By Alan Wheatley
The dollar bestrides the globe.
How are oil, copper and other commodities priced and traded? In dollars. Unsure what currency to take to a faraway country? Best take dollars. How does every nation measure the strength of its currency? By how much it fetches against the dollar.
The dollar has been the dominant world currency for the best part of a century because the U.S. economy has had no equal.
But the times are slowly changing.
China’s economy will be bigger than America’s before long — even though U.S. income per head is seven times greater — and Beijing is eager to translate that economic clout into political power. A bigger role on the world stage for its currency, the renminbi, is one route.
Another is by championing a clutch of new Asian financial institutions, including the Asian Infrastructure Investment Bank (AIIB).
Political purpose
What harm could that do, one might ask?
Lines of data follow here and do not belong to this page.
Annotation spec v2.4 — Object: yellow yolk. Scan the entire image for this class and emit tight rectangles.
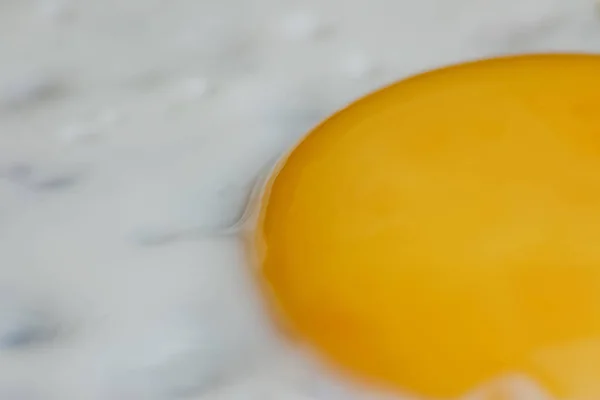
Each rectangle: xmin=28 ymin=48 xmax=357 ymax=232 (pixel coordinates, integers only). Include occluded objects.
xmin=253 ymin=54 xmax=600 ymax=399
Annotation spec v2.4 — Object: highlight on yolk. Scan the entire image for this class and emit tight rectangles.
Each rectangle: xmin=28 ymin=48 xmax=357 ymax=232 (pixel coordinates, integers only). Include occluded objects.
xmin=252 ymin=54 xmax=600 ymax=399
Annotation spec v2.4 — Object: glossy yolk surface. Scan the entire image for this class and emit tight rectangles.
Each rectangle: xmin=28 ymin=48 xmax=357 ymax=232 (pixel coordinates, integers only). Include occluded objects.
xmin=254 ymin=54 xmax=600 ymax=399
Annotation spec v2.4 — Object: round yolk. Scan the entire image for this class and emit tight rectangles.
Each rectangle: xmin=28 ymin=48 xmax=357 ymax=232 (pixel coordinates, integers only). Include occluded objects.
xmin=253 ymin=54 xmax=600 ymax=399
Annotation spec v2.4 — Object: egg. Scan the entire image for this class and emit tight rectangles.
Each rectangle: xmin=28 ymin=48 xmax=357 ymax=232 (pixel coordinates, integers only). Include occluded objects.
xmin=251 ymin=54 xmax=600 ymax=399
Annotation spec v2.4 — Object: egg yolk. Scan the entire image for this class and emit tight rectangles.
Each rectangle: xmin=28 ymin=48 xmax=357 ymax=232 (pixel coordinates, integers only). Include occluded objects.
xmin=253 ymin=54 xmax=600 ymax=399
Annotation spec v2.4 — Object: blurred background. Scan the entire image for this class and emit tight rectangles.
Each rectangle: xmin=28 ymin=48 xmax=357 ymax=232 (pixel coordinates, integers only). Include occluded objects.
xmin=0 ymin=0 xmax=598 ymax=399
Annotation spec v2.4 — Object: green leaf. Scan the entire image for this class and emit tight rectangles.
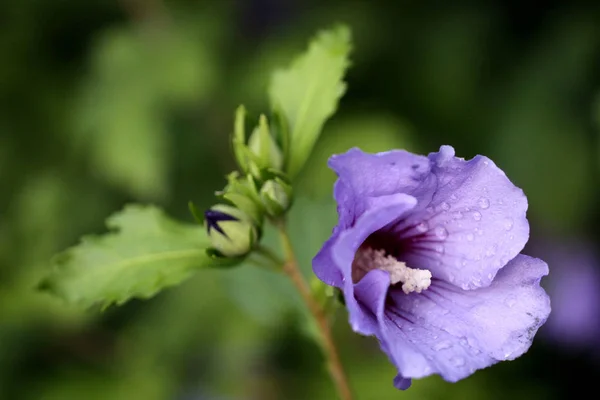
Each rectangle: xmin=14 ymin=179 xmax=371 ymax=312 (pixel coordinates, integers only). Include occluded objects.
xmin=39 ymin=204 xmax=236 ymax=309
xmin=268 ymin=25 xmax=352 ymax=178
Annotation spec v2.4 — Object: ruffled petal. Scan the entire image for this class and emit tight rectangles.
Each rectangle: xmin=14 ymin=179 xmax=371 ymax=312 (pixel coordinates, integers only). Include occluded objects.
xmin=354 ymin=269 xmax=413 ymax=390
xmin=376 ymin=254 xmax=550 ymax=382
xmin=328 ymin=148 xmax=436 ymax=226
xmin=390 ymin=145 xmax=529 ymax=290
xmin=313 ymin=193 xmax=418 ymax=333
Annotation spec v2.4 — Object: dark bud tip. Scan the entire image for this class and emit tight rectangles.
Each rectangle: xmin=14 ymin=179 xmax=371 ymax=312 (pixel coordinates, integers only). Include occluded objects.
xmin=204 ymin=209 xmax=239 ymax=237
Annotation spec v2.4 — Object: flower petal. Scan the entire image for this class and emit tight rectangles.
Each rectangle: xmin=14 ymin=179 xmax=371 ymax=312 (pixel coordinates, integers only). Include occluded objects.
xmin=313 ymin=192 xmax=418 ymax=331
xmin=353 ymin=269 xmax=413 ymax=390
xmin=376 ymin=254 xmax=550 ymax=382
xmin=328 ymin=148 xmax=436 ymax=226
xmin=392 ymin=145 xmax=529 ymax=289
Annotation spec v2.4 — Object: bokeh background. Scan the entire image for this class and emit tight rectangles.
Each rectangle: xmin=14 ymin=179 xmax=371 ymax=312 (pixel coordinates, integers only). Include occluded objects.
xmin=1 ymin=0 xmax=600 ymax=399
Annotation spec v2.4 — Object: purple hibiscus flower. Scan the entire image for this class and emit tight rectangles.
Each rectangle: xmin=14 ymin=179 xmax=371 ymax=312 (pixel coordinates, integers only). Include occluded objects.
xmin=313 ymin=145 xmax=551 ymax=389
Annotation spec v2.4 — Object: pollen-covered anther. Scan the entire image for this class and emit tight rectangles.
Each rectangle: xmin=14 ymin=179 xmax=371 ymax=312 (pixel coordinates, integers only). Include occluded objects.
xmin=353 ymin=247 xmax=432 ymax=294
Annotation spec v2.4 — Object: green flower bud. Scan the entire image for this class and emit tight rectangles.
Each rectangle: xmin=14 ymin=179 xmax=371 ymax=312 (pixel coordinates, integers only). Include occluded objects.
xmin=259 ymin=179 xmax=292 ymax=217
xmin=232 ymin=105 xmax=284 ymax=180
xmin=204 ymin=204 xmax=257 ymax=257
xmin=248 ymin=114 xmax=284 ymax=171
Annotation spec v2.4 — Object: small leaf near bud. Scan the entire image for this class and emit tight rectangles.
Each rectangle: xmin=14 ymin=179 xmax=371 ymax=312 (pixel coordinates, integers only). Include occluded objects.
xmin=219 ymin=172 xmax=265 ymax=225
xmin=204 ymin=204 xmax=257 ymax=257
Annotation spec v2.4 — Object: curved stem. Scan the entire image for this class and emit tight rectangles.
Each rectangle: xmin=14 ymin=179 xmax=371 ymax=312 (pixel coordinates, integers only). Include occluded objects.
xmin=276 ymin=221 xmax=353 ymax=400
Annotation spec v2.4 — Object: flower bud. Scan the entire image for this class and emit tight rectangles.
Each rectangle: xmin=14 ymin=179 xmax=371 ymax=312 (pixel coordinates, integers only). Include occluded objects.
xmin=204 ymin=204 xmax=257 ymax=257
xmin=232 ymin=107 xmax=284 ymax=181
xmin=259 ymin=179 xmax=292 ymax=217
xmin=248 ymin=114 xmax=284 ymax=172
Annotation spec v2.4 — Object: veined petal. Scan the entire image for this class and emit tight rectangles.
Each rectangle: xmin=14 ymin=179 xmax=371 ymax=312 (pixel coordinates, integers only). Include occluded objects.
xmin=313 ymin=193 xmax=418 ymax=332
xmin=377 ymin=255 xmax=550 ymax=382
xmin=391 ymin=146 xmax=529 ymax=289
xmin=328 ymin=148 xmax=435 ymax=225
xmin=353 ymin=269 xmax=413 ymax=390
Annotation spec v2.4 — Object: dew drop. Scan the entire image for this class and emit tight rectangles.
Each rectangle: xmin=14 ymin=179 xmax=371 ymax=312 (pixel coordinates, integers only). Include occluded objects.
xmin=472 ymin=211 xmax=482 ymax=221
xmin=450 ymin=194 xmax=458 ymax=201
xmin=459 ymin=337 xmax=468 ymax=346
xmin=478 ymin=197 xmax=490 ymax=209
xmin=434 ymin=244 xmax=445 ymax=254
xmin=441 ymin=202 xmax=451 ymax=211
xmin=487 ymin=272 xmax=493 ymax=280
xmin=416 ymin=222 xmax=429 ymax=233
xmin=505 ymin=295 xmax=517 ymax=308
xmin=452 ymin=211 xmax=463 ymax=220
xmin=483 ymin=160 xmax=489 ymax=166
xmin=432 ymin=341 xmax=452 ymax=351
xmin=485 ymin=247 xmax=495 ymax=257
xmin=504 ymin=218 xmax=514 ymax=231
xmin=434 ymin=226 xmax=449 ymax=239
xmin=450 ymin=357 xmax=466 ymax=367
xmin=466 ymin=233 xmax=474 ymax=242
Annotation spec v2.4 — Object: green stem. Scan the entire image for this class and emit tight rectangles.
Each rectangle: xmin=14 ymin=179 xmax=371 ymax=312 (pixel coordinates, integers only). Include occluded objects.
xmin=252 ymin=244 xmax=284 ymax=270
xmin=275 ymin=220 xmax=353 ymax=400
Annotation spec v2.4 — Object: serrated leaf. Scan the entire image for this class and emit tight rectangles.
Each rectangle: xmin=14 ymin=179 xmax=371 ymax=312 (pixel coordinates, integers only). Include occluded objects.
xmin=39 ymin=204 xmax=237 ymax=308
xmin=268 ymin=25 xmax=352 ymax=178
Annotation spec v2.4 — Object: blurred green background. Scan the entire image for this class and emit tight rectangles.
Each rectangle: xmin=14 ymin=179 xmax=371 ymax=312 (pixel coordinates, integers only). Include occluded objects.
xmin=1 ymin=0 xmax=599 ymax=399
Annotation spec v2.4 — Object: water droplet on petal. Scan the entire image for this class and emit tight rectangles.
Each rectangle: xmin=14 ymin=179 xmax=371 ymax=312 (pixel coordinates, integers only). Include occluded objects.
xmin=441 ymin=202 xmax=451 ymax=211
xmin=452 ymin=211 xmax=463 ymax=219
xmin=432 ymin=341 xmax=453 ymax=351
xmin=485 ymin=247 xmax=495 ymax=257
xmin=434 ymin=244 xmax=445 ymax=254
xmin=450 ymin=194 xmax=458 ymax=201
xmin=478 ymin=197 xmax=490 ymax=209
xmin=504 ymin=218 xmax=514 ymax=231
xmin=434 ymin=226 xmax=448 ymax=239
xmin=487 ymin=272 xmax=493 ymax=280
xmin=450 ymin=357 xmax=466 ymax=367
xmin=472 ymin=211 xmax=482 ymax=221
xmin=459 ymin=337 xmax=468 ymax=346
xmin=416 ymin=222 xmax=429 ymax=233
xmin=504 ymin=295 xmax=517 ymax=308
xmin=466 ymin=233 xmax=474 ymax=241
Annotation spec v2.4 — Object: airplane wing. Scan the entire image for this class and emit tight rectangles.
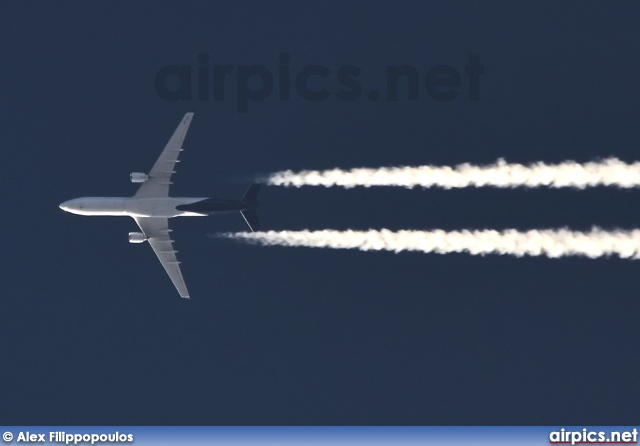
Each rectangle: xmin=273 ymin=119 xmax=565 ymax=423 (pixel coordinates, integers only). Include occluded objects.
xmin=134 ymin=217 xmax=190 ymax=299
xmin=134 ymin=112 xmax=194 ymax=199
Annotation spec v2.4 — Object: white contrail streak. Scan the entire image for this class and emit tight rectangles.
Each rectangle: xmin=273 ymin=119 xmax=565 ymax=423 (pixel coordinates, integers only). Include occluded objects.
xmin=264 ymin=158 xmax=640 ymax=189
xmin=219 ymin=228 xmax=640 ymax=259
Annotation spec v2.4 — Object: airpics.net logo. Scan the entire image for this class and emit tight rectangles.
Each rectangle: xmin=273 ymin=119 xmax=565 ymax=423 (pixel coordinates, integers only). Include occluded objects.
xmin=155 ymin=52 xmax=484 ymax=112
xmin=549 ymin=428 xmax=638 ymax=445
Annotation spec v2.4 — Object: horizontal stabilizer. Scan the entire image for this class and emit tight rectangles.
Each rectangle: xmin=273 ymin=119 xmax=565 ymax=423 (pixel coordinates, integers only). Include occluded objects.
xmin=241 ymin=184 xmax=260 ymax=203
xmin=240 ymin=209 xmax=260 ymax=232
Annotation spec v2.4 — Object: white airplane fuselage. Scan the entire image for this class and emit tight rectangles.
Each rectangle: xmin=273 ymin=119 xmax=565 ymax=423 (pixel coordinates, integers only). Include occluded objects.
xmin=60 ymin=197 xmax=209 ymax=218
xmin=59 ymin=196 xmax=256 ymax=218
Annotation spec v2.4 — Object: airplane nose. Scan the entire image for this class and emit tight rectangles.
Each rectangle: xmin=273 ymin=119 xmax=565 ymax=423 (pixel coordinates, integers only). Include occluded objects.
xmin=59 ymin=201 xmax=69 ymax=211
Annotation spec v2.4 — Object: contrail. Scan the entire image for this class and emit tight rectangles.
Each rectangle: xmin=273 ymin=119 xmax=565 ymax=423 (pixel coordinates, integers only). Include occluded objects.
xmin=263 ymin=158 xmax=640 ymax=189
xmin=217 ymin=228 xmax=640 ymax=259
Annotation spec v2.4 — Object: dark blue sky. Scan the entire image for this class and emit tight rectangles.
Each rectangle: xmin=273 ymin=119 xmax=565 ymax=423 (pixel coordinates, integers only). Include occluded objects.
xmin=2 ymin=1 xmax=640 ymax=424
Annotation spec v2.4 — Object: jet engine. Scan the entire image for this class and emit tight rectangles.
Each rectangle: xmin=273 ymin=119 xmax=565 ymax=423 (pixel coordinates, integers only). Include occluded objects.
xmin=130 ymin=172 xmax=149 ymax=183
xmin=128 ymin=232 xmax=147 ymax=243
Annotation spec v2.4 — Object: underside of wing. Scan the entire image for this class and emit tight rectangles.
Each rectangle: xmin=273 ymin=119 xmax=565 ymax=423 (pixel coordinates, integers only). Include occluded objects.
xmin=134 ymin=112 xmax=194 ymax=199
xmin=134 ymin=217 xmax=190 ymax=299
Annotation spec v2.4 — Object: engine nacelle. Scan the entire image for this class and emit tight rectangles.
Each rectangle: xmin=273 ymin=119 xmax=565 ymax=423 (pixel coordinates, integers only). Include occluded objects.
xmin=128 ymin=232 xmax=147 ymax=243
xmin=130 ymin=172 xmax=149 ymax=183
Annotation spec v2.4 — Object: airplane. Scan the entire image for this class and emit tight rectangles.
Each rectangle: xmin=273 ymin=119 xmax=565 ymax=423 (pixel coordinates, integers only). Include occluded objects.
xmin=59 ymin=112 xmax=259 ymax=299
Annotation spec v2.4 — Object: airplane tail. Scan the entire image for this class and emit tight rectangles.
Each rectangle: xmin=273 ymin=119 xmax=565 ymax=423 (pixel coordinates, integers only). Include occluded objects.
xmin=240 ymin=209 xmax=260 ymax=232
xmin=240 ymin=184 xmax=260 ymax=232
xmin=241 ymin=184 xmax=260 ymax=204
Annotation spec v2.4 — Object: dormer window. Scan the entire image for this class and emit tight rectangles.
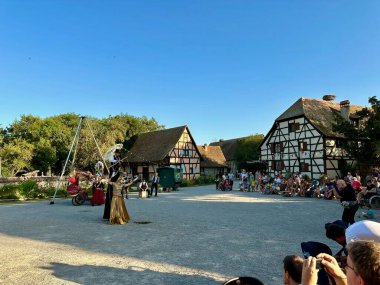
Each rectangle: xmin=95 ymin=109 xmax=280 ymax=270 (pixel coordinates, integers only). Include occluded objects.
xmin=289 ymin=122 xmax=300 ymax=132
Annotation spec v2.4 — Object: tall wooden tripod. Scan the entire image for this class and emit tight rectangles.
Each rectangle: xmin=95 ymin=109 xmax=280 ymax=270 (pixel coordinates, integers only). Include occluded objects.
xmin=50 ymin=116 xmax=109 ymax=204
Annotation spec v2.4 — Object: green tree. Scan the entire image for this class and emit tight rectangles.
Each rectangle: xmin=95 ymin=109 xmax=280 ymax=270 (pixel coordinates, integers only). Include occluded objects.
xmin=235 ymin=134 xmax=264 ymax=169
xmin=333 ymin=96 xmax=380 ymax=165
xmin=0 ymin=138 xmax=34 ymax=176
xmin=1 ymin=113 xmax=163 ymax=176
xmin=31 ymin=138 xmax=57 ymax=175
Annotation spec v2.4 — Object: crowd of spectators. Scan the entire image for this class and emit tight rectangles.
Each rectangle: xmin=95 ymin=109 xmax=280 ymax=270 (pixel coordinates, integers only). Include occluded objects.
xmin=222 ymin=169 xmax=380 ymax=285
xmin=241 ymin=169 xmax=380 ymax=205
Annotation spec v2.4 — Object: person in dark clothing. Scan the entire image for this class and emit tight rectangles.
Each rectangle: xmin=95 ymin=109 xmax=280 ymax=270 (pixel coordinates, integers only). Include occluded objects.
xmin=333 ymin=179 xmax=359 ymax=226
xmin=150 ymin=172 xmax=160 ymax=197
xmin=103 ymin=150 xmax=121 ymax=220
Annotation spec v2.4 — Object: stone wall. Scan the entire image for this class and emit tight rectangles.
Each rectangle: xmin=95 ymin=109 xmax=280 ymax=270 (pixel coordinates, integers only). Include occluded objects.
xmin=0 ymin=176 xmax=66 ymax=188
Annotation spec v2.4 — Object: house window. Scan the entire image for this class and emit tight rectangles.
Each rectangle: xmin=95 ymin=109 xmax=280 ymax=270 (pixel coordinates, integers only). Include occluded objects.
xmin=335 ymin=140 xmax=343 ymax=148
xmin=270 ymin=142 xmax=283 ymax=154
xmin=300 ymin=162 xmax=309 ymax=172
xmin=275 ymin=143 xmax=281 ymax=153
xmin=188 ymin=149 xmax=193 ymax=157
xmin=299 ymin=141 xmax=308 ymax=151
xmin=180 ymin=149 xmax=189 ymax=157
xmin=272 ymin=160 xmax=284 ymax=171
xmin=289 ymin=123 xmax=300 ymax=132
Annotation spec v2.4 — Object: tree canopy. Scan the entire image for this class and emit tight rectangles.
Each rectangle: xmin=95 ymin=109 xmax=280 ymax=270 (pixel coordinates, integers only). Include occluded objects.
xmin=333 ymin=96 xmax=380 ymax=166
xmin=235 ymin=134 xmax=264 ymax=170
xmin=0 ymin=113 xmax=163 ymax=177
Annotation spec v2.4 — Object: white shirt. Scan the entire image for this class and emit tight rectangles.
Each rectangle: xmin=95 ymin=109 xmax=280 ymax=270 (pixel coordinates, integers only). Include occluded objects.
xmin=345 ymin=220 xmax=380 ymax=244
xmin=139 ymin=181 xmax=148 ymax=190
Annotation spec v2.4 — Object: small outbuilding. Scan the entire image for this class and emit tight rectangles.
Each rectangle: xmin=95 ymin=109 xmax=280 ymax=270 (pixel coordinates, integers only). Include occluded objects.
xmin=198 ymin=145 xmax=228 ymax=177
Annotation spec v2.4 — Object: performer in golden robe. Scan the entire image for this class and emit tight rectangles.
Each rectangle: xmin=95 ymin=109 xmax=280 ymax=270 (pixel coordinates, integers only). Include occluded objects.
xmin=108 ymin=172 xmax=130 ymax=225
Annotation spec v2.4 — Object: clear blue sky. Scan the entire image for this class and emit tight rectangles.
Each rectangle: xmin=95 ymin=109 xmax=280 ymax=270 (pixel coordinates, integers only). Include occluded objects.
xmin=0 ymin=0 xmax=378 ymax=144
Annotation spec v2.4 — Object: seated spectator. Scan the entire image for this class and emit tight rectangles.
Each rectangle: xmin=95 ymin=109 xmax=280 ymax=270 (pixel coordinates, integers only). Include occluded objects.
xmin=138 ymin=178 xmax=149 ymax=198
xmin=346 ymin=171 xmax=354 ymax=182
xmin=299 ymin=179 xmax=308 ymax=197
xmin=351 ymin=177 xmax=362 ymax=193
xmin=283 ymin=255 xmax=303 ymax=285
xmin=284 ymin=177 xmax=294 ymax=196
xmin=291 ymin=181 xmax=298 ymax=196
xmin=301 ymin=240 xmax=380 ymax=285
xmin=323 ymin=179 xmax=336 ymax=199
xmin=357 ymin=179 xmax=378 ymax=203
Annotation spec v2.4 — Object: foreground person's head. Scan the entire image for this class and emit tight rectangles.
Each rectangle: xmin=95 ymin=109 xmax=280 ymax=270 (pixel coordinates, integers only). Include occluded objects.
xmin=283 ymin=255 xmax=303 ymax=285
xmin=346 ymin=240 xmax=380 ymax=285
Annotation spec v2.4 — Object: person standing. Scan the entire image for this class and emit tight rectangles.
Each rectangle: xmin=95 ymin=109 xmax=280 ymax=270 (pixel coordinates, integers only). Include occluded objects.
xmin=227 ymin=171 xmax=234 ymax=191
xmin=333 ymin=179 xmax=359 ymax=226
xmin=103 ymin=149 xmax=121 ymax=220
xmin=108 ymin=172 xmax=130 ymax=225
xmin=150 ymin=172 xmax=160 ymax=197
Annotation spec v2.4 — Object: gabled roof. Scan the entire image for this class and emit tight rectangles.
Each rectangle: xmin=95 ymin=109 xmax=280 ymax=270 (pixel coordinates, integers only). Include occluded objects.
xmin=276 ymin=98 xmax=366 ymax=137
xmin=198 ymin=145 xmax=227 ymax=168
xmin=125 ymin=126 xmax=199 ymax=163
xmin=209 ymin=136 xmax=249 ymax=161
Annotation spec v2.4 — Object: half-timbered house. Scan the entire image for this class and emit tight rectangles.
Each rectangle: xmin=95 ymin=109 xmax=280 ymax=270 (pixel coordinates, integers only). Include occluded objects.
xmin=125 ymin=126 xmax=201 ymax=180
xmin=259 ymin=96 xmax=366 ymax=179
xmin=198 ymin=145 xmax=228 ymax=177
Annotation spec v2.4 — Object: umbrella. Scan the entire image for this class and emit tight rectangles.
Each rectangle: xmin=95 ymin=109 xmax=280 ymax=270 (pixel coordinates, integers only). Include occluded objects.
xmin=103 ymin=144 xmax=123 ymax=162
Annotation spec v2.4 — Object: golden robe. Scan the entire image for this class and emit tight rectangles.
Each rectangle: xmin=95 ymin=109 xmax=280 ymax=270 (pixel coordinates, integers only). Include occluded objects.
xmin=109 ymin=181 xmax=130 ymax=225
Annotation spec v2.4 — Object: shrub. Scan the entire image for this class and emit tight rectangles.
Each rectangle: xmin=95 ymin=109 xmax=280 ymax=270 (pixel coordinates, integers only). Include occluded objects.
xmin=19 ymin=180 xmax=40 ymax=198
xmin=180 ymin=175 xmax=215 ymax=187
xmin=0 ymin=184 xmax=20 ymax=199
xmin=46 ymin=187 xmax=68 ymax=198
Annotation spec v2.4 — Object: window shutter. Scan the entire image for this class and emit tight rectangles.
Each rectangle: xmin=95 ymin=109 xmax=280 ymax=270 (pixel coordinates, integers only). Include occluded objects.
xmin=271 ymin=160 xmax=275 ymax=169
xmin=270 ymin=143 xmax=274 ymax=154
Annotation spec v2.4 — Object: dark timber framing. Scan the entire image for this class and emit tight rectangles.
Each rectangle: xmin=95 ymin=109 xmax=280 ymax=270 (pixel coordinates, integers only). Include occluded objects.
xmin=259 ymin=109 xmax=356 ymax=179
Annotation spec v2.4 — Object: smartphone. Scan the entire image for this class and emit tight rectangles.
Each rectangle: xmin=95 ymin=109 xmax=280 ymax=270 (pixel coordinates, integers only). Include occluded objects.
xmin=316 ymin=258 xmax=324 ymax=270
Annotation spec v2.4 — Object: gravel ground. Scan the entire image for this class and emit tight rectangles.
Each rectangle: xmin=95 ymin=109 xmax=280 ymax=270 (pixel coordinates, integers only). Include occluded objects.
xmin=0 ymin=185 xmax=378 ymax=285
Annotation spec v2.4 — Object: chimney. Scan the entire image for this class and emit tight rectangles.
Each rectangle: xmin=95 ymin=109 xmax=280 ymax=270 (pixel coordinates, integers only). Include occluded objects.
xmin=203 ymin=144 xmax=208 ymax=151
xmin=322 ymin=94 xmax=336 ymax=101
xmin=340 ymin=100 xmax=350 ymax=121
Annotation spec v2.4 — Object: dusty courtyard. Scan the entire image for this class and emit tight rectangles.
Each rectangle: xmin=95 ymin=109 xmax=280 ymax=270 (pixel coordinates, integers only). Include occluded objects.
xmin=0 ymin=185 xmax=376 ymax=285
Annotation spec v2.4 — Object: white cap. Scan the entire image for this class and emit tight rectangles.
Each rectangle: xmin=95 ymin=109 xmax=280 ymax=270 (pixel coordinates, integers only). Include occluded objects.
xmin=345 ymin=221 xmax=380 ymax=244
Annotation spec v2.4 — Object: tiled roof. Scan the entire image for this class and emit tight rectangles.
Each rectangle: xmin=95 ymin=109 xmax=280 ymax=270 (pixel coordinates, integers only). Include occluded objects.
xmin=276 ymin=98 xmax=366 ymax=137
xmin=126 ymin=126 xmax=187 ymax=163
xmin=198 ymin=145 xmax=227 ymax=168
xmin=209 ymin=137 xmax=247 ymax=161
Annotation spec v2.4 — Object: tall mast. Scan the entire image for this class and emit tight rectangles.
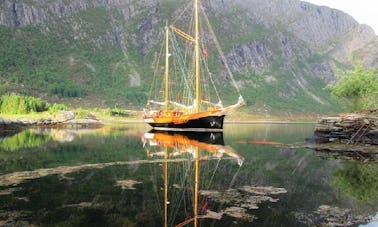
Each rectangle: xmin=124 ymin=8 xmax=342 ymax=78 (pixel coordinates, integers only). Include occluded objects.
xmin=164 ymin=25 xmax=170 ymax=112
xmin=194 ymin=0 xmax=200 ymax=112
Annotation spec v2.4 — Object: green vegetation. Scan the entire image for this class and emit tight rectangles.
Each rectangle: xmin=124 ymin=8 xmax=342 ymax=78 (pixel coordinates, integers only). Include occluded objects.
xmin=48 ymin=83 xmax=85 ymax=98
xmin=0 ymin=94 xmax=67 ymax=114
xmin=0 ymin=93 xmax=139 ymax=122
xmin=327 ymin=62 xmax=378 ymax=111
xmin=48 ymin=103 xmax=69 ymax=114
xmin=0 ymin=9 xmax=143 ymax=107
xmin=107 ymin=108 xmax=130 ymax=117
xmin=73 ymin=107 xmax=130 ymax=119
xmin=0 ymin=94 xmax=48 ymax=114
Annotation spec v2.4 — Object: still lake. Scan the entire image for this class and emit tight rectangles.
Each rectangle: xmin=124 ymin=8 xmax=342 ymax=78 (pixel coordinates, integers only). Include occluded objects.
xmin=0 ymin=123 xmax=377 ymax=226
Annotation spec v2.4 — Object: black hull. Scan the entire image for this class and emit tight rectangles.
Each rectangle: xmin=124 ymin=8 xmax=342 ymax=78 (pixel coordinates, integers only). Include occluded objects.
xmin=148 ymin=115 xmax=225 ymax=132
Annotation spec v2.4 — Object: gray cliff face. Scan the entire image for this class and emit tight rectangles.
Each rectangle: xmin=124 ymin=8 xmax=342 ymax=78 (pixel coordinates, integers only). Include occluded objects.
xmin=0 ymin=0 xmax=377 ymax=110
xmin=0 ymin=0 xmax=160 ymax=51
xmin=289 ymin=2 xmax=359 ymax=48
xmin=0 ymin=0 xmax=156 ymax=27
xmin=223 ymin=0 xmax=367 ymax=47
xmin=226 ymin=42 xmax=273 ymax=74
xmin=223 ymin=0 xmax=377 ymax=68
xmin=0 ymin=0 xmax=159 ymax=51
xmin=1 ymin=0 xmax=376 ymax=70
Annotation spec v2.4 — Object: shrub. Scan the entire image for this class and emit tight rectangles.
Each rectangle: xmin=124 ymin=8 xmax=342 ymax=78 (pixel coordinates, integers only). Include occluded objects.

After all, the Asian Development Bank (ADB) estimates that Asia needs to spend $800 billion a year on building roads, railways and other infrastructure. The new bank could make a difference.
But Washington’s heated reaction to the UK’s decision to become a founding member of the AIIB demonstrates that the true purpose of the new lender is political: Beijing wants to undercut the big multilateral financial agencies that the U.S. and its allies have in effect controlled for six decades.
These include the International Monetary Fund, the World Bank and the Japan-led ADB.
The U.S. wields immense influence through these institutions. For example, it can insist on attaching conditions to IMF loans that open up foreign markets to American banks and companies — something it did, controversially, in countries such as South Korea during the Asian Financial Crisis in the late 1990s.
A few clues
So, not surprisingly, the U.S. is fiercely opposed to Beijing’s initiative and reluctant to cede power within existing multilateral institutions.
Congress has balked at ratifying a deal that would give slightly more voting power at the IMF to China and other emerging economies, while the Obama administration, which refuses to join the infrastructure bank, has chided the UK for its ‘constant accommodation’ of China.
History holds a few clues to how global financial power might shift.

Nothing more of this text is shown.